How can I get memory coalescing in a branch write?

I have a kernal code where in the majority of the thread blocks each thread executes the branch. However the thread blocks that border the right and bottom will have threads that do not execute this branch, because of that I cannot use __syncthreads.

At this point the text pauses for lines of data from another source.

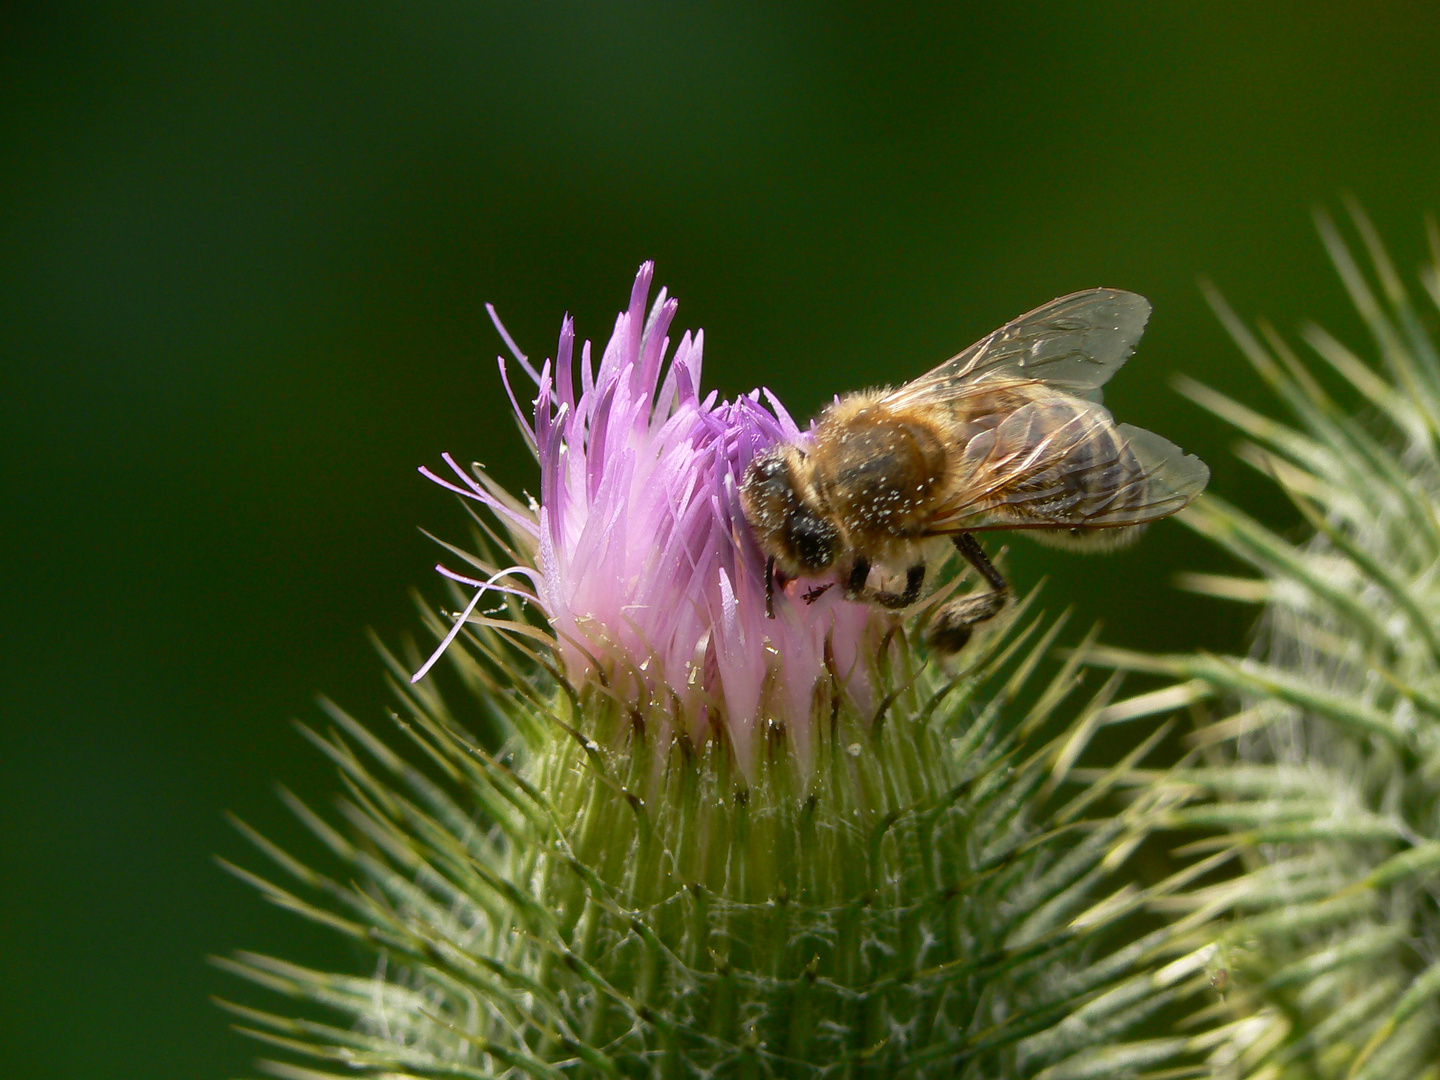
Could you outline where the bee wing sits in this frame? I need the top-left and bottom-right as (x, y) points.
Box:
(883, 289), (1152, 408)
(932, 399), (1209, 533)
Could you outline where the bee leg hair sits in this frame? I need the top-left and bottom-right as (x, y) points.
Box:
(765, 556), (776, 619)
(926, 534), (1010, 654)
(926, 591), (1009, 653)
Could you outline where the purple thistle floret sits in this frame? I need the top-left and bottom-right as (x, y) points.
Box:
(416, 263), (879, 779)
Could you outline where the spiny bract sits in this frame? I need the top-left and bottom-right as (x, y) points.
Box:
(1093, 207), (1440, 1080)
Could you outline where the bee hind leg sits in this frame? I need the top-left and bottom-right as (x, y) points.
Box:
(953, 532), (1008, 592)
(926, 534), (1010, 654)
(926, 592), (1008, 653)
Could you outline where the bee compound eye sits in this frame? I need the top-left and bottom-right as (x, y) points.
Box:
(786, 510), (839, 572)
(743, 450), (800, 515)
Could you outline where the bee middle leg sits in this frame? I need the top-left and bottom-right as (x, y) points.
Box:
(846, 557), (926, 610)
(927, 533), (1010, 654)
(874, 563), (927, 609)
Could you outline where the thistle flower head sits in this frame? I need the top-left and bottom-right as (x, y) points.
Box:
(417, 262), (877, 777)
(221, 265), (1207, 1079)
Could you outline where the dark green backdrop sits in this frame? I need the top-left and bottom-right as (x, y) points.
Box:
(4, 3), (1439, 1076)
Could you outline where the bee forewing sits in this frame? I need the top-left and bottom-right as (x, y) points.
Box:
(883, 289), (1152, 408)
(933, 400), (1208, 533)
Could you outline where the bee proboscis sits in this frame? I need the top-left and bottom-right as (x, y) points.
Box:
(739, 289), (1209, 652)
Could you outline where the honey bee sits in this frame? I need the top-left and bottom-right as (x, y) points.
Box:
(739, 289), (1209, 652)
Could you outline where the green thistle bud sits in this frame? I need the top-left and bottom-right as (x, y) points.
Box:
(1096, 208), (1440, 1079)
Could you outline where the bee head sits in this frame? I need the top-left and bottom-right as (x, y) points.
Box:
(783, 508), (840, 573)
(739, 445), (840, 576)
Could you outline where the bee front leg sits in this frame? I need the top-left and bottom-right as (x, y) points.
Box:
(927, 534), (1010, 654)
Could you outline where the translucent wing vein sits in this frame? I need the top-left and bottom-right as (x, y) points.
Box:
(884, 289), (1152, 408)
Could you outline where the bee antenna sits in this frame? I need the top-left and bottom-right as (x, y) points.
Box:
(765, 556), (776, 619)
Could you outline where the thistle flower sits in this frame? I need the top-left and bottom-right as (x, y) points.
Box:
(218, 264), (1222, 1078)
(412, 262), (874, 781)
(1092, 209), (1440, 1079)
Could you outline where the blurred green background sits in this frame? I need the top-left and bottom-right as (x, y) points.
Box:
(4, 3), (1440, 1076)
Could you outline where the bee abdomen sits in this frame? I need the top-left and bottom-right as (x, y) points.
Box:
(958, 399), (1159, 530)
(1042, 408), (1147, 521)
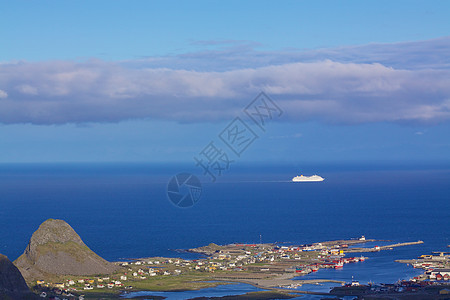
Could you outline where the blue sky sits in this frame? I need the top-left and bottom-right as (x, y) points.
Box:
(1, 0), (450, 163)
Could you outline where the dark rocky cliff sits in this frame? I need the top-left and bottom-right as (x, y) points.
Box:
(0, 254), (35, 299)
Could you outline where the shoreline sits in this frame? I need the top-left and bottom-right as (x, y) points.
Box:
(30, 237), (438, 299)
(210, 277), (342, 296)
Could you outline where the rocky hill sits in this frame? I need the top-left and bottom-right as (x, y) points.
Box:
(14, 219), (120, 282)
(0, 254), (35, 299)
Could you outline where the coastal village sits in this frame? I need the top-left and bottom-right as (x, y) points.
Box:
(30, 236), (449, 299)
(32, 236), (373, 298)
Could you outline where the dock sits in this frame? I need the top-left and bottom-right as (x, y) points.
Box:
(380, 240), (424, 249)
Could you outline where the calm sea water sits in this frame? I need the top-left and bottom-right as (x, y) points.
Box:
(0, 162), (449, 296)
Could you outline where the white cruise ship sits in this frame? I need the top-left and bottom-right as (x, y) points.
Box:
(292, 175), (324, 182)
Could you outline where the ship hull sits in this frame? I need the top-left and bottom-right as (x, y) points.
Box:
(292, 175), (324, 182)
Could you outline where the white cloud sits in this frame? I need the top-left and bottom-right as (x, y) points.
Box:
(0, 89), (7, 99)
(0, 38), (449, 125)
(16, 84), (38, 95)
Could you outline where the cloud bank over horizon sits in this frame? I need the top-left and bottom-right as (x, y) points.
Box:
(1, 37), (449, 125)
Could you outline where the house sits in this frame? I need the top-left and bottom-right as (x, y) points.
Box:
(430, 269), (450, 279)
(440, 289), (450, 295)
(330, 249), (340, 255)
(120, 275), (127, 281)
(437, 269), (450, 276)
(37, 280), (45, 285)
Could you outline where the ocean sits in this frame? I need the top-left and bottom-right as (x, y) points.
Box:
(0, 162), (449, 297)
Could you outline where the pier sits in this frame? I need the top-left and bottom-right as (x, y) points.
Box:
(380, 240), (424, 249)
(345, 240), (423, 253)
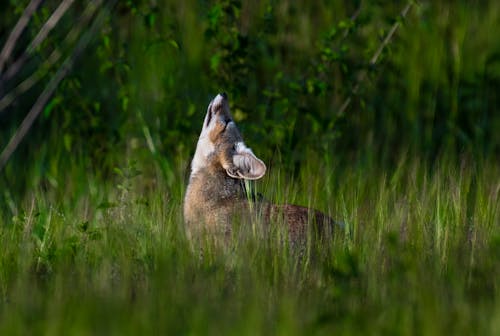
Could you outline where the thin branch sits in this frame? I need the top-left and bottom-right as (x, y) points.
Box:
(337, 2), (413, 116)
(0, 52), (59, 112)
(29, 0), (76, 53)
(1, 0), (76, 84)
(342, 6), (362, 39)
(0, 0), (43, 74)
(0, 0), (104, 114)
(369, 3), (413, 66)
(0, 4), (111, 172)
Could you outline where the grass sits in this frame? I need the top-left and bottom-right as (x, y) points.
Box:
(1, 1), (499, 334)
(0, 150), (498, 335)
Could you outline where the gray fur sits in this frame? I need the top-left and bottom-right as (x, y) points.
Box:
(184, 93), (337, 248)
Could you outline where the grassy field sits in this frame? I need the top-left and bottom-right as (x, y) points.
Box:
(0, 151), (498, 335)
(1, 1), (499, 335)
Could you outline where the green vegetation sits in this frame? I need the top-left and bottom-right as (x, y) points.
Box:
(0, 1), (499, 334)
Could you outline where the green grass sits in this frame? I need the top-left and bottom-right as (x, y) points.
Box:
(1, 1), (499, 334)
(0, 152), (498, 335)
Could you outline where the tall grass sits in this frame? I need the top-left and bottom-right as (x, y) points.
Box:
(0, 1), (499, 334)
(0, 150), (498, 335)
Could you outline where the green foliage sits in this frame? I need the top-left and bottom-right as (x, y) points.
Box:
(1, 1), (499, 191)
(0, 1), (499, 334)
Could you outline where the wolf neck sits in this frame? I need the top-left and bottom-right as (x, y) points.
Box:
(188, 162), (247, 204)
(190, 134), (214, 177)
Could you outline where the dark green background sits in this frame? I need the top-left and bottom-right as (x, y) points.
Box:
(0, 2), (499, 335)
(1, 1), (498, 196)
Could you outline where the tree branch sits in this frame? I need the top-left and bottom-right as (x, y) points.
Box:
(1, 0), (76, 84)
(0, 3), (111, 172)
(0, 0), (104, 114)
(337, 2), (413, 116)
(0, 0), (43, 74)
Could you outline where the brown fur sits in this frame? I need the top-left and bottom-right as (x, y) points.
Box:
(184, 156), (250, 238)
(184, 93), (336, 247)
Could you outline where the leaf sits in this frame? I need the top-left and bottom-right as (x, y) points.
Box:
(113, 167), (124, 177)
(43, 96), (62, 118)
(63, 134), (72, 152)
(208, 4), (223, 28)
(144, 13), (156, 28)
(102, 35), (110, 49)
(168, 39), (179, 49)
(210, 53), (221, 71)
(233, 108), (247, 122)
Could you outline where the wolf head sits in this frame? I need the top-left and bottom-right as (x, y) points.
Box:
(190, 93), (266, 180)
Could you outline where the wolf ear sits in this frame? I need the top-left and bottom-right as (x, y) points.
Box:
(226, 150), (266, 180)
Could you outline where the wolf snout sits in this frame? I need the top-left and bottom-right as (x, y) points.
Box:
(211, 93), (227, 108)
(211, 93), (230, 115)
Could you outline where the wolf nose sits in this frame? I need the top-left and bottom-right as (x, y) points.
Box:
(220, 92), (228, 100)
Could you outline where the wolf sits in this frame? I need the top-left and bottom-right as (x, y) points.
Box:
(183, 93), (338, 247)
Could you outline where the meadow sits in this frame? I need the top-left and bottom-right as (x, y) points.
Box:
(0, 1), (499, 335)
(0, 152), (498, 334)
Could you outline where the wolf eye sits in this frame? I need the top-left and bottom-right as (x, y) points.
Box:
(206, 110), (213, 127)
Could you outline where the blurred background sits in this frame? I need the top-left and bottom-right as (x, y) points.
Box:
(0, 0), (499, 200)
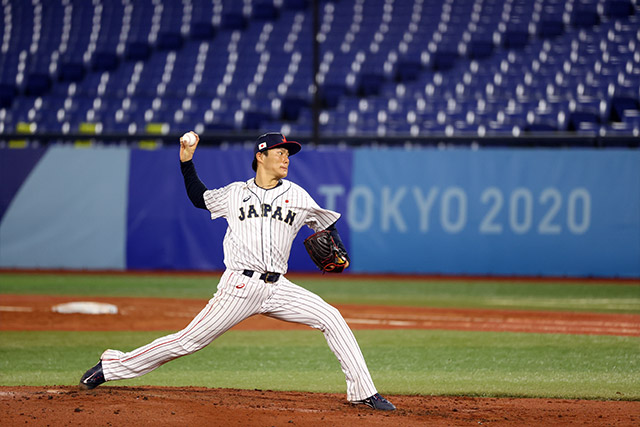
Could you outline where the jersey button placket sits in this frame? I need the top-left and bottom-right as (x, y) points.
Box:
(262, 202), (272, 270)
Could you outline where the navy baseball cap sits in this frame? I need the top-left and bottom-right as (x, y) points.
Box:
(252, 132), (301, 171)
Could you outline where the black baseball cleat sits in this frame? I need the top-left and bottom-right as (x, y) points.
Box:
(353, 393), (396, 411)
(79, 361), (105, 390)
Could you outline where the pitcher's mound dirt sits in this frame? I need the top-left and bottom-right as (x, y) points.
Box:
(1, 386), (639, 426)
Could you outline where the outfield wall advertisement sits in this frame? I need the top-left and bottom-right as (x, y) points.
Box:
(1, 147), (638, 277)
(348, 150), (639, 277)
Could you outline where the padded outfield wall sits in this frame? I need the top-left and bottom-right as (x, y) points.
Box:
(1, 146), (638, 278)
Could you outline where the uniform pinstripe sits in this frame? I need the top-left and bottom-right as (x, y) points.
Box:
(101, 177), (378, 402)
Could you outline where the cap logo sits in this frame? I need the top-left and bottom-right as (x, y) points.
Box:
(258, 142), (267, 150)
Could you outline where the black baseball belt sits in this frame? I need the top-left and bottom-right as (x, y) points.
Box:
(242, 269), (280, 283)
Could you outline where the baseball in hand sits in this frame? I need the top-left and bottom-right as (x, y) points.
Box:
(181, 132), (196, 146)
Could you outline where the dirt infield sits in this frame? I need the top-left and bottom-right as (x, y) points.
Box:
(1, 294), (639, 426)
(2, 294), (640, 336)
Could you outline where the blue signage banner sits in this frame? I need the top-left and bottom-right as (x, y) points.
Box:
(1, 146), (637, 278)
(1, 147), (129, 269)
(348, 149), (640, 277)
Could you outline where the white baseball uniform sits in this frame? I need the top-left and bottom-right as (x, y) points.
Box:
(101, 177), (378, 401)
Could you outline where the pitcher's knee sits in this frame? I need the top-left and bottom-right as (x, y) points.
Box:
(177, 335), (205, 354)
(319, 305), (349, 331)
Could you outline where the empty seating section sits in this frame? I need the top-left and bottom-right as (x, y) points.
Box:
(0, 0), (638, 141)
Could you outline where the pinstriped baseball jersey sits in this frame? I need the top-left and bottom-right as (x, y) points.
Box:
(204, 178), (340, 274)
(96, 146), (381, 404)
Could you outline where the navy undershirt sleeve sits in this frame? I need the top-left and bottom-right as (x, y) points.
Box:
(180, 160), (207, 210)
(326, 222), (351, 263)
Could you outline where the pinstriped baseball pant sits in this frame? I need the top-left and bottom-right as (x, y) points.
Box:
(101, 269), (378, 401)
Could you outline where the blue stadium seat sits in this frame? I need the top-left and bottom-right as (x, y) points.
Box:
(0, 84), (18, 108)
(604, 0), (635, 18)
(609, 95), (640, 121)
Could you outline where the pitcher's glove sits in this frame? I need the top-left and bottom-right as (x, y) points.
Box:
(304, 230), (349, 273)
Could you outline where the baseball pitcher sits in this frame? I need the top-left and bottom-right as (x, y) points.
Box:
(79, 132), (395, 411)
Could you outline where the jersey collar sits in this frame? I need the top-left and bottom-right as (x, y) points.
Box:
(250, 178), (283, 190)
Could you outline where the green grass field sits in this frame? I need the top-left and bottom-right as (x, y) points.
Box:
(1, 272), (639, 400)
(2, 272), (639, 312)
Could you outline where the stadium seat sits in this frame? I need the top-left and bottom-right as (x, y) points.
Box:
(0, 84), (17, 109)
(609, 96), (640, 121)
(604, 0), (635, 18)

Since the tex2D latency is non-determinstic I figure the threads in a block could get unaligned with clock cycles, will the hardware just block that thread block where the tex2D values are used until every thread in that block has the data it needs? In otherwords, the hardware will in affect align each thread in that thread block so a coalesce global memory write will occur.

...

if (idx < width && idy < height) {

   float val1 = tex2D(texVal1,idx,idy);

   float val2 = tex2D(texVal2,idx,idy);

  ... // independent arthimetic instructions

  int offset = (yy * cols) + xx;

   float pixval = (w1 * val1);

   pixval += (w2 * val2);

  

   // cannot use __syncthreads due to branch

   output[offset] = pixval; 

}

Thanks,

Aaron

Coalescing only happens at the warp level. And the threads in a warp always execute together even without __syncthreads();

what is written above is correct, further more you can use sync threads in following manner:

..

if (idx < width && idy < height) {

  float val1 = tex2D(texVal1,idx,idy);

  float val2 = tex2D(texVal2,idx,idy);

 ... // independent arthimetic instructions

 int offset = (yy * cols) + xx;

  float pixval = (w1 * val1);

  pixval += (w2 * val2);

}

__syncthreads();

if (idx < width && idy < height) { 

  // cannot use __syncthreads due to branch

  output[offset] = pixval;

}

but again this isn’t needed for Coalescing, so if there is no other reason don’t use it

:)